白の戀人 also known as Shiroi Koibito or White Beloved ones. It has a very nice and romantic name but the story behind isn’t anywhere near to it except I remember that in the HK drama, Triumph in the skies, they came out wif a pretty romantic and funny story with Francis Ng and Myolie Wu acting it. That’s one of my favourite HK drama 🙂 Anyway, you could read more about the history behind here.
I first tried this biscuit when my colleague brought back from Hokkaido, Japan. It’s actually egg white biscuit sandwiched in between white chocolate. I remember it as a very sweet snack, the sweetness will linger around for a while.

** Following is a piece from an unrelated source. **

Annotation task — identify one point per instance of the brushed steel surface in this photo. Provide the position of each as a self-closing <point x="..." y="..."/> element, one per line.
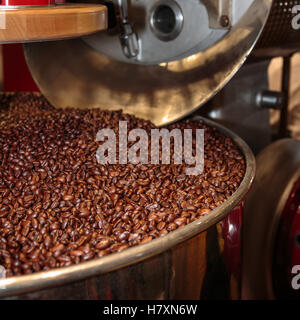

I bought the silicone stencil from HK last month and wanted to try out this recipe, the preparation is manageable but to get the batter neatly layout and to take care if it’s burnt will be the trick. A little more time or a higher temperature will cause the biscuit to burnt. I took the above picture relatively late in the evening hence the color isn’t really right, I did get the 4 sides browner than the center (like the one shown on the left, this is from the original website. The biscuit is thin and crispy. Aside from chocolate, I also use blueberry pie filling which I thought the mild sourness compliment well with the biscuit (which is the above pix).
I gotten the recipe from Bea’s Blog, she did a really good job in the photography and also following the recipe right up to the chocolate preparation. I’ve reduce a fair bit of the sugar to go with the chocolate. Wanted to prepare chocolate ganache but was running out of time so I merely melt some chocolate and sandwich in between. I’ve also added vanilla essence which could be replace with orange zest or other flavours you like.
80g sugar, 90g butter
2 egg whites (lightly beaten)
85g plain flour
1/2 tsp vanilla essence
1. Preheat oven to 160 degrees.
2. Cream butter and sugar till fluffy.
3. Add in vanilla essence followed by egg whites and mix well.
4. Add in plain flour and stir till all is incorporated.
5. Put the stencil on greaseproof paper and spread the batter across with a palette knife.
6. Carefully remove the stencil, taking care not to smudge the batter.
7. Bake at 160 degrees for 10 mins. Oven temperature may vary hence please adjust accordingly. The 4 sides will be browned.
8. Allow the biscuit to cool on the greaseproof paper for approximately 10 mins before removing to the wire rack.
9. Store in airtight container once the biscuit is cool.
100g pastry margarine
40g icing sugar
200g melted white chocolate
1. Mix pastry margarine and icing sugar well.
2. Add in melted white chocolate and mix well.
3. Spread mixture using the stencil. Remove stencil and leave in the fridge for an hour to set.
4. Sandwich the white chocolate in between the biscuit.